If surface_types is absent, all placement prepositions are accepted.

Common SDK helpers

moo.sdk exposes more than the basics covered in Creating MOO Verbs. The functions you’ll reach for most often beyond lookup/create/write:

  • Tasks: invoke, cancel_scheduled_task, get_scheduled_task_info, task_time_low, schedule_continuation, set_task_perms, invoked_verb_name.

  • Full-screen UIs: open_editor, open_paginator, can_open_editor.

  • Players: players, connected_players, owned_objects, owned_objects_by_pks, ensure_player_record, remove_player_record.

  • Client capabilities: get_client_mode, get_wrap_column, get_session_setting, set_session_setting.

  • Out-of-band protocols: send_gmcp, play_sound, room_info_payload — see Accessibility and MUD Client Compatibility for the protocol story.

  • Admin: boot_player, server_info.

  • Mail: send_message, get_mailbox, count_unread, etc.

For the full inventory with signatures and arguments, see SDK Functions.

Editor callback example

default/verbs/note/edit.py opens an editor pre-filled with the note’s body, and routes the saved text back into a callback verb:

from moo.sdk import context, open_editor

existing = this.get_property("body", default="")
open_editor(context.player, existing, this.set_body)

this.set_body is another verb on the note that takes the saved text as its first argument and writes it to the body property.
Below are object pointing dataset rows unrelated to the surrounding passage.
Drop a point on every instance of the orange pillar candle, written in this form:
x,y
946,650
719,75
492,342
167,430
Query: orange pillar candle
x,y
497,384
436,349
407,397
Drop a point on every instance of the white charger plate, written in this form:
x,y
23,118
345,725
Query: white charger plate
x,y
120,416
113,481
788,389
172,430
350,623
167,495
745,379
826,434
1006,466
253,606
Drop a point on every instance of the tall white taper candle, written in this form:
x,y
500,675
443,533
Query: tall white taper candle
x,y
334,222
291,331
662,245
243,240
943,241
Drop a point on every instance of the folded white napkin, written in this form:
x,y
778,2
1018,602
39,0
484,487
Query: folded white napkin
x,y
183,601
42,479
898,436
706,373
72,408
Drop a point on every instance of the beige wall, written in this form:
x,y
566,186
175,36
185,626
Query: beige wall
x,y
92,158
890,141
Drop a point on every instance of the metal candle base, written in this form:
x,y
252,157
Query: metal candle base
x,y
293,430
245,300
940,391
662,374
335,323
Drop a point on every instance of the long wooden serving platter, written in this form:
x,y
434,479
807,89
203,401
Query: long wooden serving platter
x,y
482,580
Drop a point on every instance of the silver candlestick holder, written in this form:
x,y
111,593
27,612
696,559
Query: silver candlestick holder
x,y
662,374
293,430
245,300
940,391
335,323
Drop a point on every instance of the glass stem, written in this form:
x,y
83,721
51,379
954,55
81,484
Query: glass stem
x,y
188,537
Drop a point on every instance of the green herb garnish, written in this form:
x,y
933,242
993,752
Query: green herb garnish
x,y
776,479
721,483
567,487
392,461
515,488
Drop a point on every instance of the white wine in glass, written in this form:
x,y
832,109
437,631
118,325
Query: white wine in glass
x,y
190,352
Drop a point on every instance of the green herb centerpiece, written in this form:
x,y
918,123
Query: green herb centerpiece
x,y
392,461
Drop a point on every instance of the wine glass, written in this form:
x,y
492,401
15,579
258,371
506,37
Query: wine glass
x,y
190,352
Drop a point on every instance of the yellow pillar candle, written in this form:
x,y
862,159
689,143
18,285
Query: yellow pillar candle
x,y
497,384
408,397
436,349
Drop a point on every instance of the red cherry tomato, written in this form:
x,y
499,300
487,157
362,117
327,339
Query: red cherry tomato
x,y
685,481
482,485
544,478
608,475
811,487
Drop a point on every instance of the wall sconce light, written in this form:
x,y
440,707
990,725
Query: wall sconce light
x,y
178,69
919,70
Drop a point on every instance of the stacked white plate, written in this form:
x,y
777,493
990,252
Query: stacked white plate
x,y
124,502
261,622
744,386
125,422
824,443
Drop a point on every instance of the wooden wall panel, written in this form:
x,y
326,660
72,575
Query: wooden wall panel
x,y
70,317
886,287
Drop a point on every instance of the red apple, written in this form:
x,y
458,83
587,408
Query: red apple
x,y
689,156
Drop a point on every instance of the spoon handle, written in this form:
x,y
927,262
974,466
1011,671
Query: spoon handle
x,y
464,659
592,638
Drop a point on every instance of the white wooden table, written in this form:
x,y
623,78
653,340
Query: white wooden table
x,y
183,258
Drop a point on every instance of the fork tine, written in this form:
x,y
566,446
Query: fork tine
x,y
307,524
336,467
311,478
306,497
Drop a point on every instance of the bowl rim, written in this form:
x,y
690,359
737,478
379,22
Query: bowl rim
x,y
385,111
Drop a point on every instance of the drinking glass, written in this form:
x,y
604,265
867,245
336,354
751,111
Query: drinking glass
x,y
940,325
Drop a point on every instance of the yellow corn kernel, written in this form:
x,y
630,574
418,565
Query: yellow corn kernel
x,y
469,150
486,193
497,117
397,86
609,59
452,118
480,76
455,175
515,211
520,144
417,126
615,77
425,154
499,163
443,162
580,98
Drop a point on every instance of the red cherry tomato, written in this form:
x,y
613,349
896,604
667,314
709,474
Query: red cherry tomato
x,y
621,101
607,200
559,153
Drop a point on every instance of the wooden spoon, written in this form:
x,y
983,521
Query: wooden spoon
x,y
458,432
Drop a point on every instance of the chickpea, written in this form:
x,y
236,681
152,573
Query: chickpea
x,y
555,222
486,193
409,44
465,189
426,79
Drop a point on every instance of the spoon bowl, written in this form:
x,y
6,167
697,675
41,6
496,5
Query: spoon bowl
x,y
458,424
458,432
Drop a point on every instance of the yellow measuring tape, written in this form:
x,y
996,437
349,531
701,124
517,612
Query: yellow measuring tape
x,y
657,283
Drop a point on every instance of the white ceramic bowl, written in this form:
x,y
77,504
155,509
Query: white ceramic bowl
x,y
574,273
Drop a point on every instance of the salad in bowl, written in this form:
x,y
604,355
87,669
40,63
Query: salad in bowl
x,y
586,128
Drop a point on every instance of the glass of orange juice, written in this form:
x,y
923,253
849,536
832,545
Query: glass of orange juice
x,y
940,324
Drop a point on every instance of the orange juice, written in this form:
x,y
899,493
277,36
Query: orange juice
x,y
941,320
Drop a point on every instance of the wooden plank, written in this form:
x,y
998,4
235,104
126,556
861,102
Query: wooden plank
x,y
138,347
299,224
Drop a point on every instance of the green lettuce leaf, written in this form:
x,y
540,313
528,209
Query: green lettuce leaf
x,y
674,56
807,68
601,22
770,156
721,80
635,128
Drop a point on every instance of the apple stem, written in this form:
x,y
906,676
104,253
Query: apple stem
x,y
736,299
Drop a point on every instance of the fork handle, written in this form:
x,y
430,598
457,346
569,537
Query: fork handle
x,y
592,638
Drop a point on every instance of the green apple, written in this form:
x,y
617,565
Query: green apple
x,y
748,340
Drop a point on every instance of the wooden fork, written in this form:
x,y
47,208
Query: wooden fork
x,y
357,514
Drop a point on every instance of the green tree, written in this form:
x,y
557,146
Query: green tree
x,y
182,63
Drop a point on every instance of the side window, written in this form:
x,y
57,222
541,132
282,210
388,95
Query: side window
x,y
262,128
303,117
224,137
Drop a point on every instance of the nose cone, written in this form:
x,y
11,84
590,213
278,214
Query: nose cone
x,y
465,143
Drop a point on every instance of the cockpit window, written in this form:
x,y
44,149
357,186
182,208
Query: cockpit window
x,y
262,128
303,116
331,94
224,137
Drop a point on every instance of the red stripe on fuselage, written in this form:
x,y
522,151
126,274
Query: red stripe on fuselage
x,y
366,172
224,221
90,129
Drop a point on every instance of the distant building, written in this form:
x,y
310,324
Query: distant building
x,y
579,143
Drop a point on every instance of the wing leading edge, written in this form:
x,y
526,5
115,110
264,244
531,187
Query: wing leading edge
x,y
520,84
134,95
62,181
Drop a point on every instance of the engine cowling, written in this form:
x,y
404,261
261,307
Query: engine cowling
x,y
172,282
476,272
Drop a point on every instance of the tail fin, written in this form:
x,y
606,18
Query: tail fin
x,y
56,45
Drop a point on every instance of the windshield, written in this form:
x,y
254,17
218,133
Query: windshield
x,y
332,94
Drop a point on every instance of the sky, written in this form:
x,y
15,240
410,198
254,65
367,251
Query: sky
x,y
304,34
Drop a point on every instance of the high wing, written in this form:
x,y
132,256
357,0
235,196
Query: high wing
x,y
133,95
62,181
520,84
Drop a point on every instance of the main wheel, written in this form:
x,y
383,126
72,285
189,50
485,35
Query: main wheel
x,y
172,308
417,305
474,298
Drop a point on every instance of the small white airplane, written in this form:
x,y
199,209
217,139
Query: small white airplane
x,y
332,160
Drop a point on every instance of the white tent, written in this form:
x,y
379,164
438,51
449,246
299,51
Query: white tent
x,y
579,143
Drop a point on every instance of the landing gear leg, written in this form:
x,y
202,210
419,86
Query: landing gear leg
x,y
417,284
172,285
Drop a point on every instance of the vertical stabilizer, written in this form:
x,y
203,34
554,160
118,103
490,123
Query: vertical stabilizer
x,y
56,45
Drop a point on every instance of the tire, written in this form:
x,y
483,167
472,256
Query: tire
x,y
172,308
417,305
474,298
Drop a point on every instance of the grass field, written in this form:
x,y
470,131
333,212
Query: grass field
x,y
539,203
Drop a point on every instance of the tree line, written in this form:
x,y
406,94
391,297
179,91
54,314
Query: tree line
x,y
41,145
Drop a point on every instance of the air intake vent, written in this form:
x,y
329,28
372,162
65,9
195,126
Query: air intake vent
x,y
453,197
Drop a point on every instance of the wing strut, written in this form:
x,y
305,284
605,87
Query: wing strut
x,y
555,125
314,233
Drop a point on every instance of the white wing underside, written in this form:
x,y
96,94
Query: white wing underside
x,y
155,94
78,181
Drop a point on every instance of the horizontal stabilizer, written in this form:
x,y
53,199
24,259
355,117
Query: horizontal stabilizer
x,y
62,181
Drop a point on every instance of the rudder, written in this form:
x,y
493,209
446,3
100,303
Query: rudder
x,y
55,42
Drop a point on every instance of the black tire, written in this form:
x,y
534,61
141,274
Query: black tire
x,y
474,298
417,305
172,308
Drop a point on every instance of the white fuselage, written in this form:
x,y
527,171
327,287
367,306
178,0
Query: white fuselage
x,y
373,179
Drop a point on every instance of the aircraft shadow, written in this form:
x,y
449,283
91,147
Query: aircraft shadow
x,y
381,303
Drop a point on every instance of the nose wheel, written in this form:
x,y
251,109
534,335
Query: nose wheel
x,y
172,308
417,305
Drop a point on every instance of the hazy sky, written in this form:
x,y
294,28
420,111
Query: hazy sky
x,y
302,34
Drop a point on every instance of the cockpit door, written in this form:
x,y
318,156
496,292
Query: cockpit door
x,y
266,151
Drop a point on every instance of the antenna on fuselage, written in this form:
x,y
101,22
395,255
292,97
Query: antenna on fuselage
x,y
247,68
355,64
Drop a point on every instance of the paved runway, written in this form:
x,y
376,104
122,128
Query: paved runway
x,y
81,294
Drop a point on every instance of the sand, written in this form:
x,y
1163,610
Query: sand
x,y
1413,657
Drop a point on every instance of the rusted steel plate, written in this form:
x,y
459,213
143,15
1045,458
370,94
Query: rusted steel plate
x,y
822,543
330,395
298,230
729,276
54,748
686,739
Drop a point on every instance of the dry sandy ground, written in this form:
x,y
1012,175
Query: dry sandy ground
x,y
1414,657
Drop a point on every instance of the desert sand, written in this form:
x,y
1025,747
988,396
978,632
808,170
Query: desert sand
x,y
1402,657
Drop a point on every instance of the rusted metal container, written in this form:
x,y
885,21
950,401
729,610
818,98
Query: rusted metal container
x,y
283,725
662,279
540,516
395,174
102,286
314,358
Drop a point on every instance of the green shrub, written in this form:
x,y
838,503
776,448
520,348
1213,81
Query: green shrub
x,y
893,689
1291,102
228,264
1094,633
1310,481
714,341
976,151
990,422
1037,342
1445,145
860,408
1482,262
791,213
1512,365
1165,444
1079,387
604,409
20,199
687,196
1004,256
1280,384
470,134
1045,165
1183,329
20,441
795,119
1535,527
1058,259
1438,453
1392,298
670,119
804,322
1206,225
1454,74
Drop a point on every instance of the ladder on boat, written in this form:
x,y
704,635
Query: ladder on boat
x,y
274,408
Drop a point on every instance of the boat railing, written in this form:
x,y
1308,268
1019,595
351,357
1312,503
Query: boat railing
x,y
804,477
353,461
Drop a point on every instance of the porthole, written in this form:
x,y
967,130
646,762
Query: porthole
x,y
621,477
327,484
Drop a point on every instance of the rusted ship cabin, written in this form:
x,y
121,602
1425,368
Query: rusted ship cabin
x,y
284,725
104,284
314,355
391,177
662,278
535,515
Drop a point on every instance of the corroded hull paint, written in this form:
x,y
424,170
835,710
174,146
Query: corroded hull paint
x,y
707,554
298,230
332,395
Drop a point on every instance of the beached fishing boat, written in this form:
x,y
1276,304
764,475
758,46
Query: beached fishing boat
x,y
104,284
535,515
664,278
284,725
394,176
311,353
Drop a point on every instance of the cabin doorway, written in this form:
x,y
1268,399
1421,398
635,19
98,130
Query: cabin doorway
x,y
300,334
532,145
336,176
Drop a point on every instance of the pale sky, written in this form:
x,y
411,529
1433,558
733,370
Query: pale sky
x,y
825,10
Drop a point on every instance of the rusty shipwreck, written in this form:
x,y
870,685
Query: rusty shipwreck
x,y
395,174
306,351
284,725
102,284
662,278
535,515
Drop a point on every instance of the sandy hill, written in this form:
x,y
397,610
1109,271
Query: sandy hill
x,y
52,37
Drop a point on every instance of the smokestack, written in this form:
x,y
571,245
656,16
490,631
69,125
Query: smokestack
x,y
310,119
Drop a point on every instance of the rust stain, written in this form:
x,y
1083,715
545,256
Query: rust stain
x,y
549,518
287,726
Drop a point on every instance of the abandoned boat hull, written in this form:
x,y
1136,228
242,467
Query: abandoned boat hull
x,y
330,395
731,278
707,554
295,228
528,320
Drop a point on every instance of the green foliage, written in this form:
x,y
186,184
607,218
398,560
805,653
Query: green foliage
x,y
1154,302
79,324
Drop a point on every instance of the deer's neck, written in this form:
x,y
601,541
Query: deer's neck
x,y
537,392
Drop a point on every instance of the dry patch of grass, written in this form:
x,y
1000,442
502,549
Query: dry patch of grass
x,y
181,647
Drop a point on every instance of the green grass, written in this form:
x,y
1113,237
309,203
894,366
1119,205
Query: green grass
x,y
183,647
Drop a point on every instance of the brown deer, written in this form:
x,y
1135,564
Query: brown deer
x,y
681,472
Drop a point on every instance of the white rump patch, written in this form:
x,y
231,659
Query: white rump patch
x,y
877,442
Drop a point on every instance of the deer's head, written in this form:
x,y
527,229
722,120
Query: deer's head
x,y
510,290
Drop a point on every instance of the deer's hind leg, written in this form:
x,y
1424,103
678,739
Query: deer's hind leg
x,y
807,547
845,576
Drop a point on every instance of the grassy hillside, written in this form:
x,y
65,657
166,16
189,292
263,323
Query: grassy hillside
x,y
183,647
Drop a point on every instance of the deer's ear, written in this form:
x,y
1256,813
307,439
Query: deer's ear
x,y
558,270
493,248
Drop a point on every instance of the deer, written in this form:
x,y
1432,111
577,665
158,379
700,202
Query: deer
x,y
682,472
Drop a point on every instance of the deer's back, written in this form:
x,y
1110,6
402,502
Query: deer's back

The editor runs in the SSH process; the callback fires as a fresh Celery task once the player saves.

Mode-aware verbs

When a verb would open a TUI, branch on get_client_mode() so MUD clients and screen-reader users still get usable output:

from moo.sdk import get_client_mode, open_editor

if get_client_mode() == "raw":
    print(f"Use: @edit description with \"your text here\"")
    return
open_editor(context.player, existing_text, this.set_description)

See Accessibility and MUD Client Compatibility for the full mode-selection model.

Verb time limits

Each verb invocation, including synchronous calls to other verbs, finishes within CELERY_TASK_TIME_LIMIT (default 3 seconds) or the worker kills it. For longer work:

  • Compose into multiple verb invocations via invoke() — each gets its own 3-second budget.

  • Use the time-aware continuation pattern above for loops over many items.

  • For wall-clock waits (“happen 30 seconds from now”), use invoke(verb, delay=30) rather than blocking inside a verb.